To everything there is a season. This is the season of base miles. Between trips to the cabin I've tried to squeeze in some long rides. Saturday looked to be dry and I had yet to do a ride on this side of the Cascades without fenders in 2015.
Schedules converged and El Chefe, McWoodie and I rolled out in a fog (literally- but it was dry). We exchanged stories and caught up on what has been happening in 2015.
McWoodie had to catch a flight to the other side of the world so he turned back a little more than an hour into our ride. El Chefe and I chatted and I kept looking at my computer because the fog was supposed to burn off around ten thirty and I was ready for some sunshine.
The fog did more than block the sun it also limited our views and kept my glasses wet. The resulting tunnel vision was kind of depressing. We had hoped to see the scenery. We weren't cold per se, however, we were far from warm.
When the road kicked up we welcomed the chance to get warm. Ironically at the top of the climb we were both hot and cold. The sweat generated on the climb was now getting chilly. I had joked that when we stopped seeing Seahawk flags and started seeing Aryan Nation flags it would be time to turn around.

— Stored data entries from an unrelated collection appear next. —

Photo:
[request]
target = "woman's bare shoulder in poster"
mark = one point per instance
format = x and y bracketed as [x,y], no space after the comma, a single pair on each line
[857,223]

Just as we stopped one of the "Eagles" stopped and realized the local youth had been busy Friday night.
El Chefe and I stopped and refueled. I quietly hoped I would warm up a bit. When we resumed our journey I felt cold. El Chefe was also chilled. Seeing the sun was no longer a hope but would be the difference between a good ride and a sufferfest. A hundred miles is a long way to be uncomfortable.
Within five minutes the sun burst through and our Brown-clad bodies were warmed. Twenty minutes later we were again shrouded in fog but we had been warmed and we no longer cold.
El Chefe pulled alongside and in a tone that reminded me of an eleven year old with Playboy magazines in his backpack asked "Do you want to add in some...gravel?" Oh yeah !
Soon we were on gravel and it felt GOOD.
Gravel in January ! !
El Chefe and his El butte on gravel along the river.
Finally when we hit Lake Washington the fog had burned off for good. I even took off my vest for the last fifteen kilometers. By the time we finished we had a hundred miles and tired legs. I had sat on El Chefe's wheel more than I should have but he didn't seem to mind. Thanks bro.